Tom Thomson, Feuilles rouges, v. 1914. Huile sur bois, 21.2 x 26.7 cm. Musée des beaux-arts du Canada, Ottawa Photo : MBAC
Certains contacts sont même encore plus préoccupants : les couches de peinture sur un tableau peuvent se fissurer ou se craqueler sous l’effet d’une simple petite pression en surface. La plupart des matériaux peuvent être altérés si on les frotte ou les érafle par inadvertance avec le métal qui est sur les vêtements, ainsi qu'avec les bagues, les montres, et même avec les ongles. Bottes et chaussures transportent des graviers, du sel et de la saleté susceptibles d'éroder les œuvres et de causer leur corrosion.

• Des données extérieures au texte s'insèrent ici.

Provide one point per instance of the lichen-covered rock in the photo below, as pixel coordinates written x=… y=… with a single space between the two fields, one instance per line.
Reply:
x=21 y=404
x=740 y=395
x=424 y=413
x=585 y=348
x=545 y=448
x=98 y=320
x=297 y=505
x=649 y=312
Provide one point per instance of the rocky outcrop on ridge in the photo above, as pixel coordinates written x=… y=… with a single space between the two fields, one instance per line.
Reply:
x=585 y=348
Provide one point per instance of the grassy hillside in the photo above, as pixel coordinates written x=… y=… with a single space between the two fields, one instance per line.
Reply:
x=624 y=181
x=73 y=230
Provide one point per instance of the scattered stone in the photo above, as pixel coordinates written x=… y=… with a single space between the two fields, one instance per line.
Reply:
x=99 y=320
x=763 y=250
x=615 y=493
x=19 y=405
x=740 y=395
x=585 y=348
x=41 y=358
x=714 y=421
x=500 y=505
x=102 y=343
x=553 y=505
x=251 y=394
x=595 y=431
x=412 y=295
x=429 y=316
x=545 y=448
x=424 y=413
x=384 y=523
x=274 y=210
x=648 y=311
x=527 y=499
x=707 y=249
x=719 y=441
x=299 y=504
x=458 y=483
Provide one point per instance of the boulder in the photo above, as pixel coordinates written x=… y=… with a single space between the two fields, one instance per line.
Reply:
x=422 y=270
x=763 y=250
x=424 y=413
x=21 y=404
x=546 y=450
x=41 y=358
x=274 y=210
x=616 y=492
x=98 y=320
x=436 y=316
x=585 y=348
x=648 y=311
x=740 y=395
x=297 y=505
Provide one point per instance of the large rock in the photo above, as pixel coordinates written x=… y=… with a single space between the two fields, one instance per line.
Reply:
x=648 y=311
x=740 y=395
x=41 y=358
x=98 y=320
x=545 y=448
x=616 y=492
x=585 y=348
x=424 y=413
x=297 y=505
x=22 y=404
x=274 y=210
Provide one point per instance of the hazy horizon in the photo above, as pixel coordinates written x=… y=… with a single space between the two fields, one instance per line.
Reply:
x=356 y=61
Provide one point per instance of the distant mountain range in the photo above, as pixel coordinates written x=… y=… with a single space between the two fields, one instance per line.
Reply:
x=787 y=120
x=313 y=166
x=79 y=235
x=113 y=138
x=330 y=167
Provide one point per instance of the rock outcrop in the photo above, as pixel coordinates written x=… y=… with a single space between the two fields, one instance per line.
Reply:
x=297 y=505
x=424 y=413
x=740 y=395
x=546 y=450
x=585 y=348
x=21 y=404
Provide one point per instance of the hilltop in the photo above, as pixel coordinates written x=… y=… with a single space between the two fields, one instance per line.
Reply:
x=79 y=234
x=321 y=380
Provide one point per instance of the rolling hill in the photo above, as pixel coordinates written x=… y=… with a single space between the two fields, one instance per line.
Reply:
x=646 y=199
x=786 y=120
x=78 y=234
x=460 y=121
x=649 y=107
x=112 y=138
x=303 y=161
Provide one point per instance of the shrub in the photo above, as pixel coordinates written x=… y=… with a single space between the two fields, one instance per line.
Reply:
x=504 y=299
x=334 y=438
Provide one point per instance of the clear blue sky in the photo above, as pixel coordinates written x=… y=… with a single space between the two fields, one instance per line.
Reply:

S’il est nécessaire de stabiliser et restaurer une œuvre pour lui redonner l’apparence voulue par l’artiste, les traitements de conservation entraînent invariablement des modifications, que ce soit par la réparation ou la retouche de certaines zones ou par le remplacement de parties perdues ou par trop détériorées. Pour l’éviter, nos œuvres les plus vulnérables sont protégées de diverses façons. Des agents de sécurité sont présents dans la plupart des musées, mais ils ne peuvent être partout en même temps (et les coûts engendrés sont parfois prohibitifs pour les petites institutions). Les installations et les pièces accrochées au mur sont munies devant elles de poteaux de foule avec cordon (agissant comme barrières de faible hauteur) ou de traits au sol; l’idée n’est pas de dresser un obstacle physique, mais plutôt d’indiquer la distance sécuritaire à laquelle on peut observer l’œuvre en question. Les objets plus petits sont placés dans des vitrines, et les toiles ou œuvres sur papier sensibles sont présentées derrière un écran d’acrylique transparent. Si une pièce peut parfois porter à confusion pour le visiteur, le fait de l’installer sur un socle ou une plateforme surélevée indique clairement qu’il s’agit en fait d’une œuvre d’art.
Antonio Canova, Danseuse, 1818–22. Marbre, 172.7 cm. Musée des beaux-arts du Canada, Ottawa Photo: MBAC
De plus en plus, les musées font des rappels discrets sur la fragilité des œuvres et sur le fait qu’elles ne s’offrent qu’à la vue. Ils prendront par exemple la forme d’un panneau « Veuillez ne pas toucher » ou d’un texte écrit à même le sol en lettrage vinyle autocollant. S’ils sont généralement respectés, ils peuvent indisposer certains visiteurs qui n’avaient aucune intention de toucher les œuvres et qui les voient comme une remontrance. Cette signalétique peut poser d’autres types de problèmes : certaines œuvres en ont, d’autres pas, ce qui dans ce dernier cas peut donner la fausse impression qu’il s’agit de pièces « non protégées » destinées à l’interaction. Il peut en résulter une impression d’incohérence déconcertante, notamment chez les personnes dont c’est la première visite. Et c’est sans compter sur l'éventuelle barrière linguistique.
Les musées et les galeries d’art ont vocation à être des lieux inclusifs où des gens de tous âges viennent pour être émus par l’art, s’en inspirer et nouer un dialogue avec lui. Pour maintenir un environnement accueillant tout en protégeant les œuvres, nous réfléchissons en permanence à l’équilibre entre accès et préservation. Nous avons besoin de l’aide de nos visiteurs pour que la collection nationale du Canada demeure accessible tout en reflétant l’intention initiale des artistes.